Se un uomo cristiano non mostra che la sua religione lo sta trasformando nella bella somiglianza del suo Maestro e lo sta adattando a tutti i rapporti della vita, la ragione è semplicemente che ne ha così poco, e quel poco così meccanico e tiepido.

Paolo supplica Filemone di riprendersi il suo indegno servitore e gli assicura che troverà Onesimo utile ora. Cristo non ha bisogno di essere supplicato per accogliere i suoi fuggiaschi buoni a nulla, per quanto inutili siano stati. Quella sua divina carità tutto perdona, e "tutto spera" del peggio, e può adempiere la propria speranza nei più degradati. Con brillante, incrollabile fiducia nel proprio potere, affronta il più malvagio, sicuro di poter purificare; e che, non importa quale sia stato il passato, il Suo potere può superare tutti i difetti del carattere, dell'educazione o dell'ambiente, può liberare da tutti gli svantaggi morali aderendo allo stato, alla classe o alla vocazione degli uomini, può rompere le conseguenze del peccato.
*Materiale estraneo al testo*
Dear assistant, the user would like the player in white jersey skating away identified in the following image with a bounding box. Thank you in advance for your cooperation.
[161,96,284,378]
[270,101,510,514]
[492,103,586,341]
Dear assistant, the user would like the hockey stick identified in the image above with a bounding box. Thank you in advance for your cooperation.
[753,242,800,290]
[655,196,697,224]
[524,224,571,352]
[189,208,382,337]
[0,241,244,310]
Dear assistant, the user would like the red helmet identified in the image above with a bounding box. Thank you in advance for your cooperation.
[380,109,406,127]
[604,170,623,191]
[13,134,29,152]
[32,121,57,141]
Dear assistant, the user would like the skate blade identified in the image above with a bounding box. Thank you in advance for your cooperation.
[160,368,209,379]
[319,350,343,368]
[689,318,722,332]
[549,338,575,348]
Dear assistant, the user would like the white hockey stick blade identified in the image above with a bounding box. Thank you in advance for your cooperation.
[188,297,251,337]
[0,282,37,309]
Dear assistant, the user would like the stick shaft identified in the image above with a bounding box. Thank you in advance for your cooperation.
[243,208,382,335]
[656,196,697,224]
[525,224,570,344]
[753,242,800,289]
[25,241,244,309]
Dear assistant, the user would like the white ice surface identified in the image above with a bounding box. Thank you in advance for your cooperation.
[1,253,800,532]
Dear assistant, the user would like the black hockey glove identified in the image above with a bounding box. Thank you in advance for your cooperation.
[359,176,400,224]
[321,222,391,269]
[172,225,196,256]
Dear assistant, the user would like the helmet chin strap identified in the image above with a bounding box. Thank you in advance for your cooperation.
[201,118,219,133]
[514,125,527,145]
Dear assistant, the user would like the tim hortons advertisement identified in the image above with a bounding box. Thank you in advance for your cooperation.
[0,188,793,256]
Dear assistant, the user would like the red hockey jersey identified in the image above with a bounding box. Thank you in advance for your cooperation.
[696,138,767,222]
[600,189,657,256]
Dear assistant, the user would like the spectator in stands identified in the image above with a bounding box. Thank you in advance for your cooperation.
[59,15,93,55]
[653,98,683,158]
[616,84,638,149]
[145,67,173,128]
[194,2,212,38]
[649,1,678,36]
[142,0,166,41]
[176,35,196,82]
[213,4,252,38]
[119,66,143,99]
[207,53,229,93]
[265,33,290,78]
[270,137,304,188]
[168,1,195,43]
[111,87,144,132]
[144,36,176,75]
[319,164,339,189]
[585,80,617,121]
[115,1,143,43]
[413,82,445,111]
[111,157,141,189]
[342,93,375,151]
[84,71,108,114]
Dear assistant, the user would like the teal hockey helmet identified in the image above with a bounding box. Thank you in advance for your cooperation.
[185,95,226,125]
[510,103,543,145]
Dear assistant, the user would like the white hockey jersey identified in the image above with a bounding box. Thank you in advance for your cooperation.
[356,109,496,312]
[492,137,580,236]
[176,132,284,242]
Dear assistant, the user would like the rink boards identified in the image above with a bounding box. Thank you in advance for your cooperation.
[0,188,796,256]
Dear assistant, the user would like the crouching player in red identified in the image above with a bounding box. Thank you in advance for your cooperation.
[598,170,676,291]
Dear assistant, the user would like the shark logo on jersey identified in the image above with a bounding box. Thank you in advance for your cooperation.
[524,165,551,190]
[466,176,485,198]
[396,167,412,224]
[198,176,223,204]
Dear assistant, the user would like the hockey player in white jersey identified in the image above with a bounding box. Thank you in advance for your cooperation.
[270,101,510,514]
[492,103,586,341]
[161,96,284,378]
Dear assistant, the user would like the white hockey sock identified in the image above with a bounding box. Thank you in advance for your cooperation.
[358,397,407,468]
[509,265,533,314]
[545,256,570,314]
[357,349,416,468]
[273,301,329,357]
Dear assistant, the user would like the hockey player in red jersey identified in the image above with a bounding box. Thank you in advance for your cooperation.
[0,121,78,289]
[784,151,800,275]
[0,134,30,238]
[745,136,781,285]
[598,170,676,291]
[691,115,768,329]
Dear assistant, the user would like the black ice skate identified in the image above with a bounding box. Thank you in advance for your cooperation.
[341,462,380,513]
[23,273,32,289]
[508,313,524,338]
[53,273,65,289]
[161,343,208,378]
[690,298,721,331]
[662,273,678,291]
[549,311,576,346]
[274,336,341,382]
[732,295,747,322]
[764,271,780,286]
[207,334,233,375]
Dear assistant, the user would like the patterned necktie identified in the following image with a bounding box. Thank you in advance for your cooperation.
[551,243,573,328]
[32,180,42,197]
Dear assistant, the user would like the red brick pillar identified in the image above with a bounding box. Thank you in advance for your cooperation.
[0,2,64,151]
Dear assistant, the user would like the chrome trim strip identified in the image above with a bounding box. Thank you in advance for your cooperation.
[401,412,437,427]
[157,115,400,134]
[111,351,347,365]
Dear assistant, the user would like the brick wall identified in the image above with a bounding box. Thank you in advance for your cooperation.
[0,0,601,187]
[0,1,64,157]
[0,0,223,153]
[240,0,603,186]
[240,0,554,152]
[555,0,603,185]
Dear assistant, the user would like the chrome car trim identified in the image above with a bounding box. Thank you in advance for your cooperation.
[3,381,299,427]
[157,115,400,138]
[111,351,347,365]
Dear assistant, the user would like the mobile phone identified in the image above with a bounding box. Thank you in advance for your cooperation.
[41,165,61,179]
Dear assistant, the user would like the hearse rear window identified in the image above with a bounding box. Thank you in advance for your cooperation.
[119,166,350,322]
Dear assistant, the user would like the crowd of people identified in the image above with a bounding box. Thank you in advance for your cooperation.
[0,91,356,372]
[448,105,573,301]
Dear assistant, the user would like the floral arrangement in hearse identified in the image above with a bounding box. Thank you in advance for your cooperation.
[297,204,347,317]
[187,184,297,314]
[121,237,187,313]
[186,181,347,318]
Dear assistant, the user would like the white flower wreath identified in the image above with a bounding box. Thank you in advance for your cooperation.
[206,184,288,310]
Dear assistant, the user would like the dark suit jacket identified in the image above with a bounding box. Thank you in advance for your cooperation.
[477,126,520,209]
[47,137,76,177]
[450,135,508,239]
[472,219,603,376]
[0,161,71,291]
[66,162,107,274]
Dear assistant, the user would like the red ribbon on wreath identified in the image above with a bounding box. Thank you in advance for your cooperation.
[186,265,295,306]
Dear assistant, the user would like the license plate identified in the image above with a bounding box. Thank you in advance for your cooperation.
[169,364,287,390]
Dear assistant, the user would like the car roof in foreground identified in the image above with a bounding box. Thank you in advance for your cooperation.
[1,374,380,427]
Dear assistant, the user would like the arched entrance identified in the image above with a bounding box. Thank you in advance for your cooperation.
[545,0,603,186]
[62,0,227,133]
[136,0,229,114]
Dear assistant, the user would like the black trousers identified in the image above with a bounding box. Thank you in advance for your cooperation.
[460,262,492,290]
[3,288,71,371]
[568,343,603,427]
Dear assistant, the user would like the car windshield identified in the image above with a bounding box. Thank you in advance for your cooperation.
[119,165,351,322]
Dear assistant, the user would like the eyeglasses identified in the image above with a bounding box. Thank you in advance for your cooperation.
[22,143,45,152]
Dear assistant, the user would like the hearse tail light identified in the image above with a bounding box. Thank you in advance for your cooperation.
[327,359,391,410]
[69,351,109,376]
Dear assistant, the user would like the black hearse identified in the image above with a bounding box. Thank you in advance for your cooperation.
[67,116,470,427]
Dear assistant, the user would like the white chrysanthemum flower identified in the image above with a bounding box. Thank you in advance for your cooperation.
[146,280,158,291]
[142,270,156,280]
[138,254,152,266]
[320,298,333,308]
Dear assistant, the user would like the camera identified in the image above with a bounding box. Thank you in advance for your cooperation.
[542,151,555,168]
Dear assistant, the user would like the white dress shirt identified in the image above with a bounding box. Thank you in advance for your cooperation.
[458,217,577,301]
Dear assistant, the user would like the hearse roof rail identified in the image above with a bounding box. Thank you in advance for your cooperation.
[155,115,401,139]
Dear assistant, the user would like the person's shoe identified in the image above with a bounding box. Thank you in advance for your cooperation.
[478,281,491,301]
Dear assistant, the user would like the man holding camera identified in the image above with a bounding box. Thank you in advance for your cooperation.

Il peggio non ha bisogno di intercessore per influenzare quel tenero cuore del nostro grande Maestro che possiamo vagamente vedere adombrato nel nome stesso di "Filemone", che significa uno che è amorevole o gentile. Chi gli confesserà di essere stato «un servitore inutile», sarà accolto nel suo cuore, reso puro e buono dallo Spirito divino che gli infonde nuova vita, sarà da Cristo addestrato a ogni gioiosa fatica di suo schiavo, e tuttavia Il suo liberto e amico; e alla fine ogni Onesimo fuggiasco e inutile sentirà il "Ben fatto, buono e fedele servitore!"